Keine repräsentative Villa, keine schicke Altbau-Etage, noch nicht einmal ein cooler Loft. Schmucklos ist das Krefelder Wohnhaus. Von der Sorte, wie man sie schnell und in großer Zahl hochzog in der Nachkriegszeit. Die Klingel der Adolf-Luther-Stiftung findet sich ganz unten, als eine unter vielen auf dem Brett. Ja, der Künstler sei ziemlich bescheiden gewesen, bemerkt Magdalena Broska. Sie hat die Tür geöffnet. Und man ist eingetreten in die etwas schummerig beleuchtete Erdgeschosswohnung, wo kaum mehr ein Eckchen frei bleibt zwischen spiegelnden Stelen, hängenden Linsen, zwischen »Lichtschleusen« und wandfüllenden »Hohlspiegelobjekten«.

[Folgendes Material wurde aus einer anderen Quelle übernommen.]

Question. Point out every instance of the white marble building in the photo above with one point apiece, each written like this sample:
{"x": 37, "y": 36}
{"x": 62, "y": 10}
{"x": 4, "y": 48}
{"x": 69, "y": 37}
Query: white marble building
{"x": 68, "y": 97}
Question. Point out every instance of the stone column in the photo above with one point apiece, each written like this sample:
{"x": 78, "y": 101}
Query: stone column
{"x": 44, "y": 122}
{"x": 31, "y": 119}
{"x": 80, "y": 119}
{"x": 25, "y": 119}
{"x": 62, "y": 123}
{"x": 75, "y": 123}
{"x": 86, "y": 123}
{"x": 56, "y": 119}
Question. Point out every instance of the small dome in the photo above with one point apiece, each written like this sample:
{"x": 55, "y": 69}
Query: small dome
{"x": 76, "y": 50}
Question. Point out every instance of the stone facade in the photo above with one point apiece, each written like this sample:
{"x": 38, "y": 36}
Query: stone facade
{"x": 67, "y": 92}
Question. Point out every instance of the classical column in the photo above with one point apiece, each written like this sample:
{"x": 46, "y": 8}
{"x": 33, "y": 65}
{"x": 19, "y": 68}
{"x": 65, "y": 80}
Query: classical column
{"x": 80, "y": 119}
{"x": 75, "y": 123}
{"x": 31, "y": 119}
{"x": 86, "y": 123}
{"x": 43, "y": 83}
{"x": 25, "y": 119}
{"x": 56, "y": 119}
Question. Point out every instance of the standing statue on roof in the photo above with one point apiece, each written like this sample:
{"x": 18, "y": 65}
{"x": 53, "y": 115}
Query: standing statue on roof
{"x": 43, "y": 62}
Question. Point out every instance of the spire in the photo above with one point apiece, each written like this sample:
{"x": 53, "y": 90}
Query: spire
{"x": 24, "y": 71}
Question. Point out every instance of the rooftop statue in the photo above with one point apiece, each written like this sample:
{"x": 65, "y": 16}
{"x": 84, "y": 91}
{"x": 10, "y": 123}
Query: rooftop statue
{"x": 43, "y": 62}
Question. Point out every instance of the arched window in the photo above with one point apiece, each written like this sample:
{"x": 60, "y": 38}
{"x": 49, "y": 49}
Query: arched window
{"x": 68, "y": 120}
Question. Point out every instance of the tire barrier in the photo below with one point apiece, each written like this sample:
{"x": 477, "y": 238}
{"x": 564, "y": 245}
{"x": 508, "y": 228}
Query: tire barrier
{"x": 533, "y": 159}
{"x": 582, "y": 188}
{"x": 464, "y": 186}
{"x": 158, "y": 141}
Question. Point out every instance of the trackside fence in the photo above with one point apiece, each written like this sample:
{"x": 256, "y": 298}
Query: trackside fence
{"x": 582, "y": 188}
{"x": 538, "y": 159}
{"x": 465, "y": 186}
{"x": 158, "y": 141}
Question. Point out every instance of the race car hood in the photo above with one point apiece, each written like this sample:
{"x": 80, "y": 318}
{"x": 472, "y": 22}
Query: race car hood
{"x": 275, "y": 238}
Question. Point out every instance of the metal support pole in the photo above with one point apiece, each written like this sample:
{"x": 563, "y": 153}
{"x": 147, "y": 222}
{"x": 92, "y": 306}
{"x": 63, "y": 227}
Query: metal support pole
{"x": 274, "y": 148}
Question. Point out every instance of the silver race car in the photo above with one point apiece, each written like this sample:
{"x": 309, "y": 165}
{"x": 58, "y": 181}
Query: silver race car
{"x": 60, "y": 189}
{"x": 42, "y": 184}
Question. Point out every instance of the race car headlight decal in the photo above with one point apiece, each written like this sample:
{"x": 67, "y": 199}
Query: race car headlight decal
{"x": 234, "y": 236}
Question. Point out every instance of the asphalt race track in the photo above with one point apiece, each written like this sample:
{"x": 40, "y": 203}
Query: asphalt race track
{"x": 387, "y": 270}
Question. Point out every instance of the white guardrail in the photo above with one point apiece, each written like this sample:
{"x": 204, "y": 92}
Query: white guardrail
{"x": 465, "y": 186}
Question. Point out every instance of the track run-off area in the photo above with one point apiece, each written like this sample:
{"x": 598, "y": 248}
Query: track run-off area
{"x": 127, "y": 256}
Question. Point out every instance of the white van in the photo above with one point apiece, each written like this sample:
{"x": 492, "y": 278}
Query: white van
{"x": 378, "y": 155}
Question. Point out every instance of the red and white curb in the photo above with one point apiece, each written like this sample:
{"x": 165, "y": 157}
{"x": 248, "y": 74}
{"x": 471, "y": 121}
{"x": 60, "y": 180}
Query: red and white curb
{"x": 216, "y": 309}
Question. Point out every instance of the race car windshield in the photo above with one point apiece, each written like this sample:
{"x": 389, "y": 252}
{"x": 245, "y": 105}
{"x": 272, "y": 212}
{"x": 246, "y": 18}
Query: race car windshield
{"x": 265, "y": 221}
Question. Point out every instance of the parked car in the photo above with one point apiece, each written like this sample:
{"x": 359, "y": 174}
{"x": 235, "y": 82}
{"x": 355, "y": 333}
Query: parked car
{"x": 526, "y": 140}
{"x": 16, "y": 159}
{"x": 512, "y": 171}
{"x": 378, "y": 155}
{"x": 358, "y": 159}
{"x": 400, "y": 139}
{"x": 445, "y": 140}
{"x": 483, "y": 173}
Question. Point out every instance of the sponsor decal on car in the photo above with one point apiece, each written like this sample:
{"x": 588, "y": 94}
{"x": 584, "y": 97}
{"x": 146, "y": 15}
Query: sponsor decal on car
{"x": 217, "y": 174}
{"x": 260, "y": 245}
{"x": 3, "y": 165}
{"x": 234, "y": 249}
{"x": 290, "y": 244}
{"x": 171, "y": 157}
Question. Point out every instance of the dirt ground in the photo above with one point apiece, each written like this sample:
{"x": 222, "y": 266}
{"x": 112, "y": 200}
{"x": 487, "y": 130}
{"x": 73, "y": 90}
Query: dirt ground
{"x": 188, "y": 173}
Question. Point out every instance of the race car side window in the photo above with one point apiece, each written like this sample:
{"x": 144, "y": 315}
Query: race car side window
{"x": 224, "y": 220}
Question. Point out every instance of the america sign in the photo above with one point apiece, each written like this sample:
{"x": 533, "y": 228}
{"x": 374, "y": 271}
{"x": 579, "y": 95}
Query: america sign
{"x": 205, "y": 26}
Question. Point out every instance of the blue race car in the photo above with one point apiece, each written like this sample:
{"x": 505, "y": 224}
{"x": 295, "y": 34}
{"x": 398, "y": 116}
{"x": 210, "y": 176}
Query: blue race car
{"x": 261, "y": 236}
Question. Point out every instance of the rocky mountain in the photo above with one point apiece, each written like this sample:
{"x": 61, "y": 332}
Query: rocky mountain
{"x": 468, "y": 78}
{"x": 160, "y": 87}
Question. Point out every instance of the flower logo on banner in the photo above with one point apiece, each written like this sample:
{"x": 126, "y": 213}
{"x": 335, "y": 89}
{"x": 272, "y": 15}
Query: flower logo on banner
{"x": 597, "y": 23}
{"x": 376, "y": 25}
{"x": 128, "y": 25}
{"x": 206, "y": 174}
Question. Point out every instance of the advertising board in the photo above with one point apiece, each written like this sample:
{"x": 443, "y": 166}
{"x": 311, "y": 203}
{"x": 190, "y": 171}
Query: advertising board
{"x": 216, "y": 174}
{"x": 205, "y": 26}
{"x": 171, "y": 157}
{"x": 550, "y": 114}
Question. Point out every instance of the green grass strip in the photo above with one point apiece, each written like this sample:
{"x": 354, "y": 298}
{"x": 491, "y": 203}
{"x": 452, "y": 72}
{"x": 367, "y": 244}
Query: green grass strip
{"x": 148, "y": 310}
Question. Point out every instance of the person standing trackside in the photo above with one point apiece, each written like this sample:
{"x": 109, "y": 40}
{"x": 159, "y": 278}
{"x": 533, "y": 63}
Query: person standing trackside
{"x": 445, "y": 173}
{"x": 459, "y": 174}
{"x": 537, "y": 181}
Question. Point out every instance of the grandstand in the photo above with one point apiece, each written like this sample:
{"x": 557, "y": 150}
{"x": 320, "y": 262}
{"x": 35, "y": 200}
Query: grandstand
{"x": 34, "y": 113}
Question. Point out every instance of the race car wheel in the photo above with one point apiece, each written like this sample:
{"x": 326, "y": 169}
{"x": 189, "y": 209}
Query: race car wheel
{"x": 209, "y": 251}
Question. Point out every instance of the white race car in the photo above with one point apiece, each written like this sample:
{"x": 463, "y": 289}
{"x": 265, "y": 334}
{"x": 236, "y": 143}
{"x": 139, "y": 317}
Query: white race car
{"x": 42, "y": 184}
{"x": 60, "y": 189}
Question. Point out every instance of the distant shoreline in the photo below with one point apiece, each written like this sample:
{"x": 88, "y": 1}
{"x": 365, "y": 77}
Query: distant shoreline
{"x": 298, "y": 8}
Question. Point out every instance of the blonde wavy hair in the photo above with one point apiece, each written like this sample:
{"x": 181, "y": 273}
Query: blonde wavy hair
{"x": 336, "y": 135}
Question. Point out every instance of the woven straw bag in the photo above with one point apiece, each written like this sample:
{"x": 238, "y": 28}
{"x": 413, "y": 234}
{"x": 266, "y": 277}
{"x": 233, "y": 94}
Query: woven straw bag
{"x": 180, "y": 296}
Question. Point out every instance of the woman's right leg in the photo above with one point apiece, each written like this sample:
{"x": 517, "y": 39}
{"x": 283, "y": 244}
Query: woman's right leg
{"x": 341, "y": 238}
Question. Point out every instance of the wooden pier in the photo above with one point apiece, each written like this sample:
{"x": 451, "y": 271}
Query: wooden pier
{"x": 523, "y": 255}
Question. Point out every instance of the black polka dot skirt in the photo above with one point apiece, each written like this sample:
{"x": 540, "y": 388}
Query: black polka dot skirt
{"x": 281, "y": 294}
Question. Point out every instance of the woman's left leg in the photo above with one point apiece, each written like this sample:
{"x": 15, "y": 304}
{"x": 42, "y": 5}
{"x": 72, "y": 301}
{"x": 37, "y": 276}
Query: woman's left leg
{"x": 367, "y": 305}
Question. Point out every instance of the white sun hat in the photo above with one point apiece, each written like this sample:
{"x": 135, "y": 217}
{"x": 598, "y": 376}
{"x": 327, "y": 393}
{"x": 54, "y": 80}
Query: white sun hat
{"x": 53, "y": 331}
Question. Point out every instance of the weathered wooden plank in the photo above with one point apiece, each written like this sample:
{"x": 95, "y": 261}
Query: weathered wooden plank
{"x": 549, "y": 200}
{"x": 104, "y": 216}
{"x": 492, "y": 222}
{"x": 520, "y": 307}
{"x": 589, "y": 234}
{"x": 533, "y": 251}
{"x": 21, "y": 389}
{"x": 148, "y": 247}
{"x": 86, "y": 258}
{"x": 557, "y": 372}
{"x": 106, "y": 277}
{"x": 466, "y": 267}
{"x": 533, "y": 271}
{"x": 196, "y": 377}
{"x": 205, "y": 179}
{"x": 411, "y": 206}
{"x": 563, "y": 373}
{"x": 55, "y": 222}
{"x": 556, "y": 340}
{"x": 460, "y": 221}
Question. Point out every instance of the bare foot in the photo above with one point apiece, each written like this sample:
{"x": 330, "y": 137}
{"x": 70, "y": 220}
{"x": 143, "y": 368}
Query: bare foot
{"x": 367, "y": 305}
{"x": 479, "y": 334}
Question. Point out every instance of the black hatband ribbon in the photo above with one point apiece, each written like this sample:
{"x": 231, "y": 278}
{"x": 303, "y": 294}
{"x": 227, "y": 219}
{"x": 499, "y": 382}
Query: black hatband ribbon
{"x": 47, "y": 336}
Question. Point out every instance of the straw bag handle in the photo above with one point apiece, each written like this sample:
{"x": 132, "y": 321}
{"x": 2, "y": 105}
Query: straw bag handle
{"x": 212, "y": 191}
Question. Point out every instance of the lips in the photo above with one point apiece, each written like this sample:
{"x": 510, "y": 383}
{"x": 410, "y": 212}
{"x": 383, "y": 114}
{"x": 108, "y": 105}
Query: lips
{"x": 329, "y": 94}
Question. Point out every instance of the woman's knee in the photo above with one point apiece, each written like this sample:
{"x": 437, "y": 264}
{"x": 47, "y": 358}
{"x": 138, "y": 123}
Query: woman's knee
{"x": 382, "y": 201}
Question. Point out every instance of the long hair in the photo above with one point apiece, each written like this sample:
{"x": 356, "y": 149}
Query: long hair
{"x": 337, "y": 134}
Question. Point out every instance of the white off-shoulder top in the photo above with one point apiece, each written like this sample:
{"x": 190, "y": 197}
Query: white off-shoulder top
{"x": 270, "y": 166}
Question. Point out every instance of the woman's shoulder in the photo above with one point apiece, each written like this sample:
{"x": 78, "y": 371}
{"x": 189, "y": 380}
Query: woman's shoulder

Luther hat hier selbst über Jahrzehnte gelebt und neben den vielen eigenen auch einige Werke bewunderter Kollegen um sich versammelt. Als Atelier diente ihm eine Art Wintergarten, den er selbst hatte anbauen lassen. Jetzt stehen dort die beiden Schreibtische der 1990 gegründeten Stiftung, die nach dem Tod des Künstlers hier geblieben ist und immer schon von Magdalena Broska geleitet wird.
Man habe alles ziemlich genau so belassen, wie es war zu Luthers Lebzeiten, so Broska. Sogar die sparsame Beleuchtung sei original. Der Künstler hielt das Licht bewusst punktuell, denn er war überzeugt, dass seine spiegelnden Werke so am besten wirken. Da sie das Licht anziehen, wiedergeben, vermehren. Auch die Designersessel stehen noch da, wo Luther sie platziert hatte. Und selbst das Tellerchen mit Pralinen auf dem kleinen Couchtisch hat Geschichte. Jede Menge solcher Leckereien habe sie als junge Wissenschaftlerin verputzt, so Broska. Wenn sie dasaß und Luther geduldig zuhörte, der ihr immer wieder gern davon erzählte, wie er in seiner Kunst einst zum Licht gefunden hat. Keine unkomplizierte Geschichte.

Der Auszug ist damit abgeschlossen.